A request memo is written to ask someone for something. For example, a manager might write a request memo to his or her staff member to find out if they would like to go to lunch one day this week. A confirmation memo is written to confirm that something has been done or said. For example, a customer service representative might write a confirmation memo to her manager that she has called the client who had not returned her call. A periodic report memo is written to report on some happening or event. For example, a salesperson might write a periodic report memo to her manager informing him of how many new customers he had introduced to the company over the last month. An expense report memo is written to record an employee's expenses. For example, an accountant might write an expense report memo to submit with her own expenses when taking vacation time. A other memorandum is any other type of memo. These include advice memos, briefing memos, close-out memos, and so forth.
As you can see, memoranda come in many forms and are used for many things.
Memos are commonly used for the following purposes:
You may be required to produce four sorts of memos, each with its own organizational format: information, problem-solving, persuasive, and internal memo proposal. A memo is formatted differently than a letter and has a more casual appearance and tone. It is usually less formal than an email message.
Information memos are used to distribute detailed information about issues before they are discussed in a meeting. The purpose of this sort of memo is to provide as much background information as possible for those who might not have seen the material previously. Information memos should be concise and give readers enough detail so that they can make their own judgments about what needs to be done. They should avoid giving away company secrets or other confidential information.
Problem-solving memos are used by groups to discuss issues before deciding on actions to take. The purpose of this sort of memo is to come up with alternatives for resolving problems or achieving goals. Users will add their ideas to the memo, which then becomes the basis for a group discussion/argument aimed at finding the best solution. Problem-solving memos should not only identify the problem but also suggest solutions that have not been considered before. You should always write your memos in a way that gets others' opinions across clearly, without being argumentative or offensive.
Persuasive memos are used by individuals to argue for or against a particular action.
Information memoranda are written documents that inform others about a project or activity. They outline the need for action, describe the project or activity being undertaken, and provide other relevant details.
Problem-solving memoranda are written documents that solve problems.
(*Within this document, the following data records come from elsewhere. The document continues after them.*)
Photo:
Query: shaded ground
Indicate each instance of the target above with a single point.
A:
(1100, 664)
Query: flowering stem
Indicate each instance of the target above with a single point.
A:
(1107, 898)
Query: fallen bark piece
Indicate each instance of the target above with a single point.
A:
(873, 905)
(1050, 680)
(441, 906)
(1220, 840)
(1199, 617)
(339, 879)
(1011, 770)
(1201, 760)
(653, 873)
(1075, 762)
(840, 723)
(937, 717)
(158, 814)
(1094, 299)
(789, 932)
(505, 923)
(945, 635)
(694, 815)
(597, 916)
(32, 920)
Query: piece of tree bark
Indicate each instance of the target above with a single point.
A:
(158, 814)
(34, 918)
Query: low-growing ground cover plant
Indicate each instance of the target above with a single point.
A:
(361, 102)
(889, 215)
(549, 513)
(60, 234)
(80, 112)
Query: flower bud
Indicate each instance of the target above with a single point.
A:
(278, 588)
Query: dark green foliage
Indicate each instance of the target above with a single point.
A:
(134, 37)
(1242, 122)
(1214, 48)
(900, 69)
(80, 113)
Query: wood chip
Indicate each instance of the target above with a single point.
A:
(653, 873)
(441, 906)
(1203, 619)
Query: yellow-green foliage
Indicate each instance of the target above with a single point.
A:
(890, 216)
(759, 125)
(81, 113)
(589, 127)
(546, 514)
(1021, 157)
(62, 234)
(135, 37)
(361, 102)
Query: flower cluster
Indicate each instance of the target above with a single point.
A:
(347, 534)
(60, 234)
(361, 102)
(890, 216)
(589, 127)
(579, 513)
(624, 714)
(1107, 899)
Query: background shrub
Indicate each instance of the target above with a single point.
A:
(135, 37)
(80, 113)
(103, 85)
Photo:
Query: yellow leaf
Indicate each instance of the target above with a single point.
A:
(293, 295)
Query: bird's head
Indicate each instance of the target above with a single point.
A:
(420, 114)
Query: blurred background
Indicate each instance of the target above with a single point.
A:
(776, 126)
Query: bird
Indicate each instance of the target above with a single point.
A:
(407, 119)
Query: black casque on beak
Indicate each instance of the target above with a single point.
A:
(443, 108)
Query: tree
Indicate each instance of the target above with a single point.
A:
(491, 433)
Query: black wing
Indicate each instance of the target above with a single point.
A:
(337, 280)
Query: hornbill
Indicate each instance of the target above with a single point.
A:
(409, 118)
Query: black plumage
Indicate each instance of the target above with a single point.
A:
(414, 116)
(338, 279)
They usually include a description of the problem to be solved, alternative solutions to the problem, evaluations of these solutions, and recommendations on which solution to use. Problem-solving memoranda can also be used to record decisions made by management. These memos should not be used to request actions from staff members nor should they be used to express opinions about issues before them; instead, comments and opinions should be included in briefing papers presented to managers.
Persuasive memoranda are written documents that try to influence others to take action or believe something. Persuasive memos are similar to problem-solving memos but include discussions of the reasons why particular solutions should be chosen over others, and attempts are made to show how certain alternatives would be worse than the situation that they are trying to resolve. The main purpose of persuasive memos is to help managers decide what actions should be taken.